Exactly 30 years ago Friar, as club secretary, was part of the historic meeting at which the boards of Arsenal and Tottenham discussed building and sharing a new stadium at Alexandra Palace. He later offered the GLC £162,000 for the site. Last Thursday morning he sat at the same table in the Highbury boardroom, as Edelman teased him: "Why didn't you do that deal? Think of the trouble it would have saved!" Not to mention the £357m.

But at that time Highbury still held 63,000, White Hart Lane not much less, and Hillsborough, the Taylor Report and compulsory all-seater stadia were more than a decade away. This time every possibility has been explored, including the two north London clubs sharing Wembley, which was considered unattractive financially and, ironically, too big for club football with its 92,000 seats. Having looked at some 30 possible sites, Arsenal decided that moving round the corner in Islington was the least-bad option.

"The driving force behind all this was that if we didn't move, we could not be a top European club for the next decade," Edelman said. "We'd have decayed. We could not stay at Highbury, keep our squad together and have significant funds for transfers. But this funding will enable us to ensure we have money available for a good-sized transfer budget.
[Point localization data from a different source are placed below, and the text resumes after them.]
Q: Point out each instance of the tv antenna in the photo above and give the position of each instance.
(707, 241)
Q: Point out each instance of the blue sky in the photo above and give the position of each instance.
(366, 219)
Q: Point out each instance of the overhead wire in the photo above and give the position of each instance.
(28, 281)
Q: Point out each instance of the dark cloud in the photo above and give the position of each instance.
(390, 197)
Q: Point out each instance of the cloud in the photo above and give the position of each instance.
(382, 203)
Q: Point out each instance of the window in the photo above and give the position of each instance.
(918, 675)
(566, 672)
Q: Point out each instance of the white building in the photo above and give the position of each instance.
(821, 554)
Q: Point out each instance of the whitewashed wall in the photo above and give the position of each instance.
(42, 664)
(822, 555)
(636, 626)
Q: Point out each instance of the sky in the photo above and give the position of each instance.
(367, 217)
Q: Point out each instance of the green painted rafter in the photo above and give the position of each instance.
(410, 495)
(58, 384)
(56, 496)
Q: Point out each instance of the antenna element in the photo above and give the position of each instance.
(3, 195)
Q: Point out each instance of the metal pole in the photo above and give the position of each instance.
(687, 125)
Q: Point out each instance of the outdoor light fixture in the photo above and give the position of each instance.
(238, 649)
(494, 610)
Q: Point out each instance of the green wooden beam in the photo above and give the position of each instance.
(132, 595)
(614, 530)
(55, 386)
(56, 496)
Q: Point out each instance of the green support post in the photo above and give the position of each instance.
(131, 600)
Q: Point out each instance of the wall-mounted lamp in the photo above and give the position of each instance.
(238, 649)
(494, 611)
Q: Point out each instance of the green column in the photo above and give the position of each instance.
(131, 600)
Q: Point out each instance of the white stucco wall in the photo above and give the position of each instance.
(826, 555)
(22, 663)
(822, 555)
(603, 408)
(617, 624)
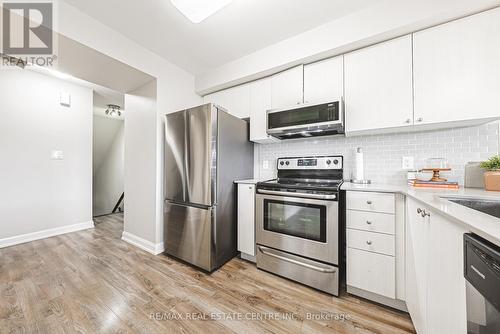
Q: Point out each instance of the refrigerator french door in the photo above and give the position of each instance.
(206, 149)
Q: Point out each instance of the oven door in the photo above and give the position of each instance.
(302, 226)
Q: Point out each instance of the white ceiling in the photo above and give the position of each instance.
(239, 29)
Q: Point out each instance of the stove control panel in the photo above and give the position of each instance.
(328, 162)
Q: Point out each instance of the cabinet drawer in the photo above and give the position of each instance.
(368, 201)
(372, 242)
(371, 272)
(371, 221)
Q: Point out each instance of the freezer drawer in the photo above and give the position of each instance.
(315, 274)
(188, 234)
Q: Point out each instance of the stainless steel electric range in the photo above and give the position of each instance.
(298, 221)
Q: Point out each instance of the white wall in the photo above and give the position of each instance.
(108, 180)
(384, 20)
(37, 193)
(175, 91)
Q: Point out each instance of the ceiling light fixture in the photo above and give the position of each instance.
(198, 10)
(113, 110)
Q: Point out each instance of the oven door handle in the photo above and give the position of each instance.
(302, 264)
(295, 194)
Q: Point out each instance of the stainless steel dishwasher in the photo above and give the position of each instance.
(482, 272)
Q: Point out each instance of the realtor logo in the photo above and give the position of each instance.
(27, 28)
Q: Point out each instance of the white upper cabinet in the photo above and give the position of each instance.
(236, 100)
(378, 86)
(260, 102)
(324, 80)
(457, 70)
(287, 88)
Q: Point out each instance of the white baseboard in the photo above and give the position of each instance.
(143, 244)
(21, 239)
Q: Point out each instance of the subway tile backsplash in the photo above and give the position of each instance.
(383, 153)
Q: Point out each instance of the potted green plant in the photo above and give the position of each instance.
(492, 174)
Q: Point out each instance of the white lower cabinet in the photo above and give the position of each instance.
(375, 247)
(435, 285)
(246, 220)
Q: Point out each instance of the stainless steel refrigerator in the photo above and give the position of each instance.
(206, 150)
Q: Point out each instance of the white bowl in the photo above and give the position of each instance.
(425, 176)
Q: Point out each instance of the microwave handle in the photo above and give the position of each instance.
(295, 194)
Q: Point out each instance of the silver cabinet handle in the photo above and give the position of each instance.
(295, 194)
(423, 213)
(306, 265)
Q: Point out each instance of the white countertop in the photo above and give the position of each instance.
(480, 223)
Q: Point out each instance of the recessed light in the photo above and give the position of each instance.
(199, 10)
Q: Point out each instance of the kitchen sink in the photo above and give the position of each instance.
(490, 207)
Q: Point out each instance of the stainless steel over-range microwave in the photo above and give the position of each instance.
(306, 120)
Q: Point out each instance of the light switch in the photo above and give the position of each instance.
(65, 99)
(56, 155)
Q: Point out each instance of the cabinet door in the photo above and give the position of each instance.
(246, 218)
(219, 98)
(378, 86)
(260, 103)
(416, 265)
(324, 80)
(457, 70)
(446, 305)
(288, 88)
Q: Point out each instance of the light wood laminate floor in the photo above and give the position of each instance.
(92, 282)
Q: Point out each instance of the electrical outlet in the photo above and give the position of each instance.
(408, 163)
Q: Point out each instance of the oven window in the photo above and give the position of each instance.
(306, 221)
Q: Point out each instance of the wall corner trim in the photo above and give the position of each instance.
(143, 244)
(24, 238)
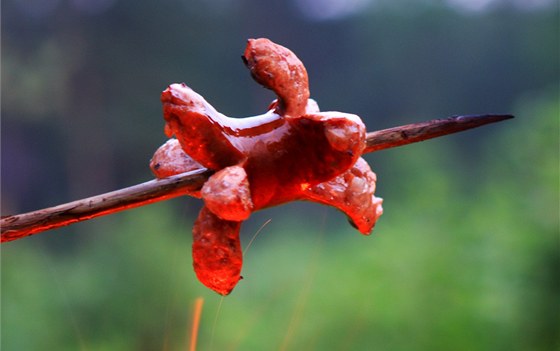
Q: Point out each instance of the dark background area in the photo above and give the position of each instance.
(465, 257)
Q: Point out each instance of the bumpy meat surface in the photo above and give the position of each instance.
(292, 152)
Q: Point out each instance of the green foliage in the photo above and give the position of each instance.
(465, 257)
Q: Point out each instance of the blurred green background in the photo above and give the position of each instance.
(466, 256)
The first sign of that was the [Jose Antonio] Reyes signing, which we wouldn't have been able to afford to do had we been staying at Highbury."

So whereas the perception was that Wenger was handicapped by having money put aside for the new stadium, the argument now is that without the finance coming into the club he would have been in a worse position. To ensure that transfer funds are not drained away, a company separate from the football club has been set up and Sir Robert McAlpine has taken on the stadium construction at a fixed cost of £220m, with penalty clauses for any overrun on time.
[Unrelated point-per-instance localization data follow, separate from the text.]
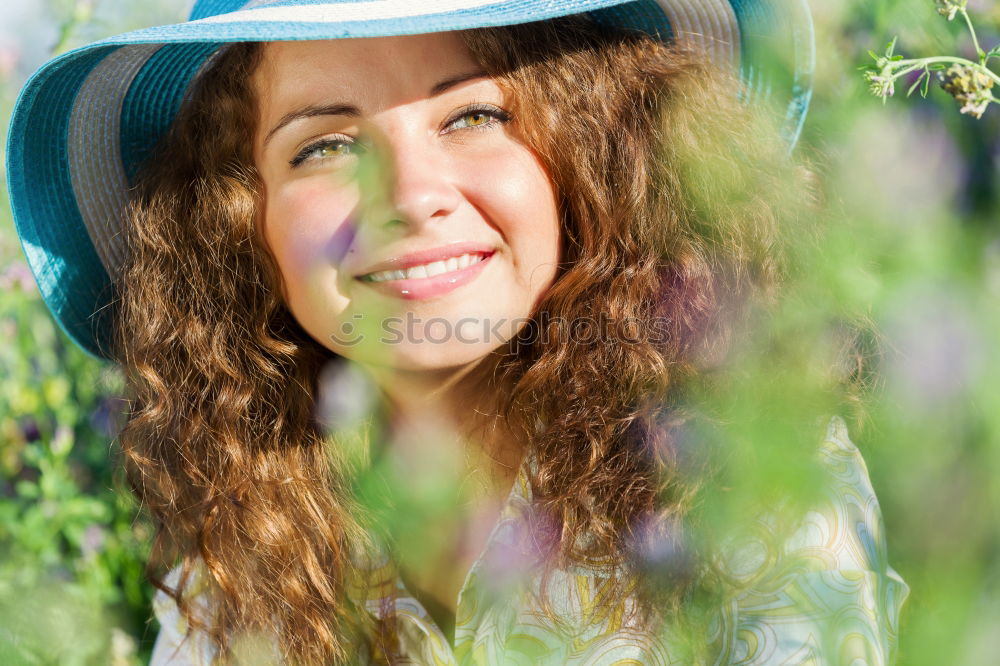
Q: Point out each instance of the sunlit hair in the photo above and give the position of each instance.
(673, 196)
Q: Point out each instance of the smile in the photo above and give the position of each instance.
(425, 281)
(428, 270)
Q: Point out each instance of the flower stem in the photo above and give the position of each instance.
(914, 64)
(975, 40)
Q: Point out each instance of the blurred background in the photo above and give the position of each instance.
(913, 243)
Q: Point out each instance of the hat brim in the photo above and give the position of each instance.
(86, 120)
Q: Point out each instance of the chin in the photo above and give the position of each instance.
(428, 357)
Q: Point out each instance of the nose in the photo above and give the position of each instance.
(417, 187)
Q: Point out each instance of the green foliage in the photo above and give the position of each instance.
(72, 552)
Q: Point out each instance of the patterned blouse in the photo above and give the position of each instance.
(827, 596)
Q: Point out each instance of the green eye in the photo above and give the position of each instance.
(325, 149)
(477, 118)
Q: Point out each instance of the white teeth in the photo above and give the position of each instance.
(427, 270)
(437, 268)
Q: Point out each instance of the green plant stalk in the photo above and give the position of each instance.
(913, 64)
(975, 39)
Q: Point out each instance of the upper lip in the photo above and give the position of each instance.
(404, 261)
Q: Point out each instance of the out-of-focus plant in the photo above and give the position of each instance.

But despite having already suffered one 12-month delay caused by overoptimism about the starting date, the club expect that in August 2006 they will have a quality team sitting in the home dressing-room and christening the Premiership's newest stadium - with Wenger. A stickler for detail, the meticulous manager has been as closely involved in planning as he was at Arsenal's unsurpassed training centre, and he likes what he sees. "He went round the site," said Friar, "and came back and just shook both his fists in delight."

That may have been the moment at which the directors realised that the fateful day when Wenger says au revoir could be a long way off. "We want him to lead the team out in 2006," Edelman added, "and we want him to be here for as long as he wants to. The chairman's even said he might be a chairman in years to come. He's got the intellectual capability to do it, which I think is very rare for a manager. And when you've built something you don't want to walk away from it. I think he'll be with us for very many years."